US Department of Justice indicted Surgical Care Affiliates LLC and its related entity (collectively SCA) for labour market collusion. Federal grand jury returned a two-count indictment charging SCA, which own and operate outpatient medical care centres across the country, for agreeing with competitors not to solicit senior-level employees which is the first charges of Antitrust Division’s in this ongoing investigation into employee allocation agreements.

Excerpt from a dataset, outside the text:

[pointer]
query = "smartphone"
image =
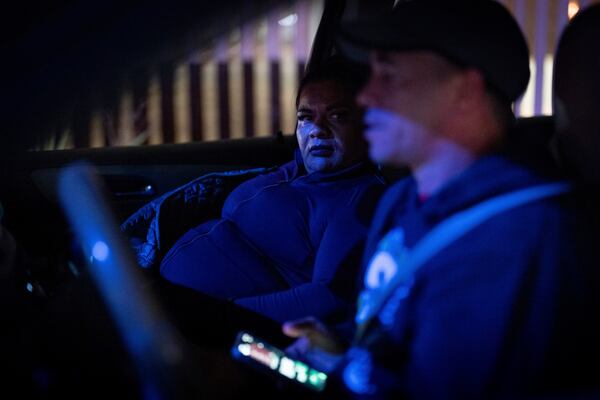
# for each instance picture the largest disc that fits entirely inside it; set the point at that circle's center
(248, 348)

The indictment, filed in the U.S. District Court for the Northern District of Texas, Dallas Division, charges SCA with entering into and engaging in two separate bilateral conspiracies with other health care companies to suppress competition between them for the services of senior-level employees, in violation of the Sherman Act. First, beginning at least as early as May 2010 and continuing until at least as late as October 2017, SCA conspired with a company based in Texas to allocate senior-level employees by agreeing not to solicit each other’s, senior-level employees. Moreover, SCA separately conspired with a company based in Colorado to allocate senior-level employees through a similar non-solicitation agreement starting at least as early as February 2012 and continuing until at least as late as July 2017.
This indictment only alleged that crimes have been committed. If violation of the Sherman Act is decided then this means that maximum penalty of a $100 million fine will be given to corporations. Furthermore, the fine may be increased to twice the gain derived from the crime or twice the loss suffered by victims if either amount is greater than the statutory maximum.